Sex & Gender Identity
Sex refers to a person’s biological/anatomical status and is typically assigned based on external anatomy at birth. Sex is typically categorized as male, female, or intersex. Gender identity is one’s internal sense of self and gender, whether that is man, woman, neither, or both. Unlike gender expression, gender identity is not outwardly visible to others.
In 2023, it is not uncommon for a doctor’s office to see patients who may have had some change to their “sex “or how they want to be identified: male, female, non-binary, transgender. The staff has to be trained on the appropriate way to ask a patient for demographic information that won’t offend the patient or break any HIPAA violations. Understanding the patient and how to obtain and confirm the information without upsetting and offending the patient is imperative. HIPAA requires healthcare providers and health plans to protect patient privacy regarding specific information.
The information obtained should also be verified with the insurance company. Since no one wants to receive a bill, explaining to the patient the importance of this information and the need for transparency is essential.

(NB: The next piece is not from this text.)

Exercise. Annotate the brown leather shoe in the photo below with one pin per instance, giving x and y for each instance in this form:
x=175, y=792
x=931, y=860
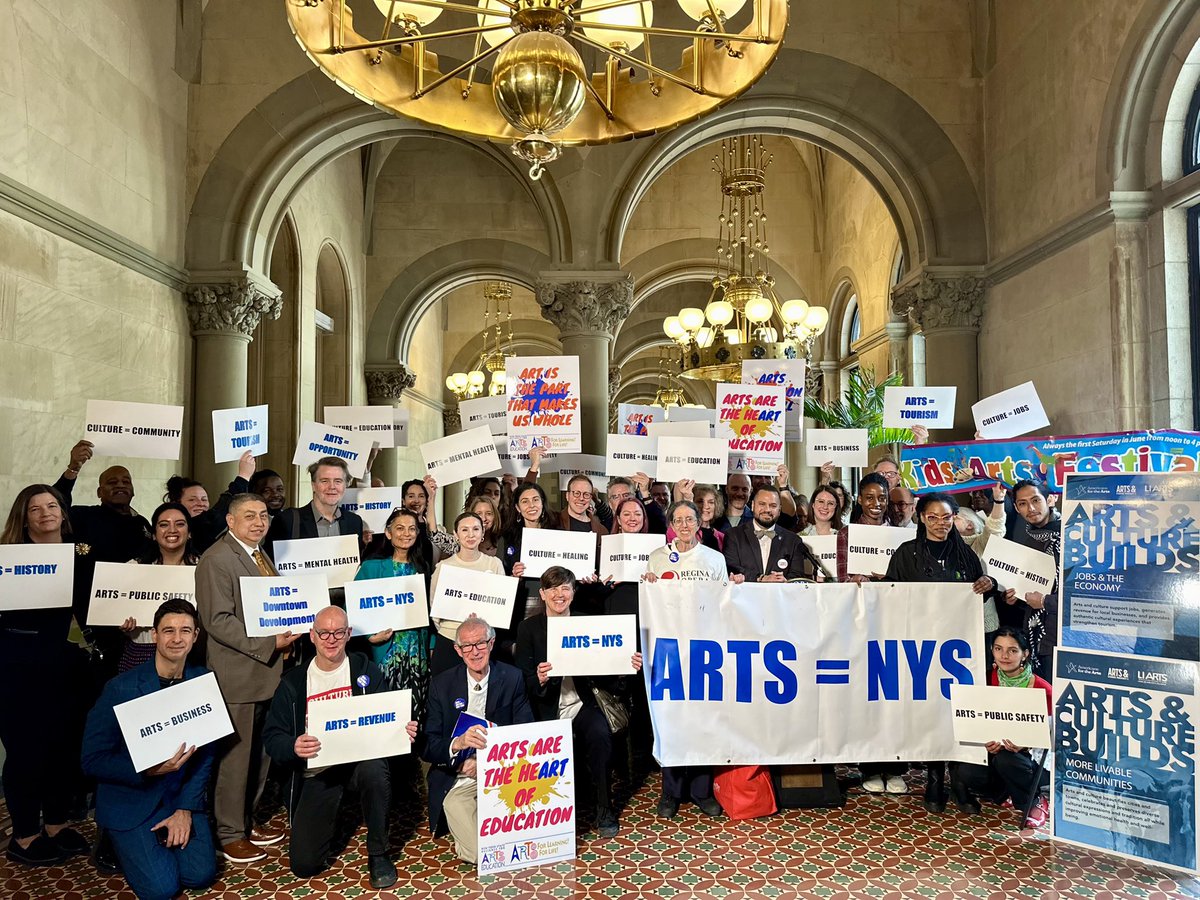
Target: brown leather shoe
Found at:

Front desk and registration personnel will want to ensure that they are verifying the patient’s demographic information for both new and established patients. Established patients can have a significant change within a month, and it is necessary to ensure that that information is updated in the EHR. Do not be afraid to ask the patient if there have been any changes to their information since the last visit. Life gets overwhelming, and patients can easily forget to mention that they have had a name change. Always ensure you have a recent copy of the patient’s most recent insurance card and verify that patient’s insurance eligibility before each visit, even if you saw them a week ago. So much can change in a few hours, days, and weeks.
How a patient is registered in the system is another crucial step. Electronic Health Records (EHRs) should be current, updated, and compliant. The EHRs are structured with sections to include how the patient wants to be identified, “their experience gender is different from that at birth”, their legal name on the insurance card, and how they would like to be addressed. It is important to relay to staff the importance of capturing this information and ensuring its accuracy.
Provider and clinical documentation should support medical necessity and why specific procedures are needed and performed. Documentation of any family history affecting the patient and any social determinants of health should be linked and documented. Any challenges that may affect the patient in their environment. If the patient is having surgery, are there any risks or benefits that may affect the patient and any additional conditions they may have? What counselling and coordination of care was provided? Providers should ensure that documentation supports any gender reassignment and that all information from clinical information is updated. It is also essential for providers to build rapport with their patients and explain the required documentation needed.
Modifier KX should be reported when billing part B claims related to transgender, intersex, and gender-expansive systems issues. This will ensure that Medicare Administrative Contractors (MACs) should process these claims following the original guidance set forth by CMS in 2009.
Having an office workflow and policies for caring for patients and processing claims through a scrubber before billing is vital. The scrubber will stop a claim before going out once an error is detected; the coder or biller in charge of the scrubber must understand the medical necessity and coding guidelines to ensure that the appropriate codes and modifiers are used.
Adequately training staff in documentation, coding, empathy, respect, and caring when communicating with patients—yearly training on HIPAA, minimum necessary, policy changes, and updates is vital to an organization and physician practice. The World Professional Association of Transgender Health (WPATH) has a wealth of information on educating individuals and organizations and equipping them to understand and provide treatment for gender dysphoria in medicine.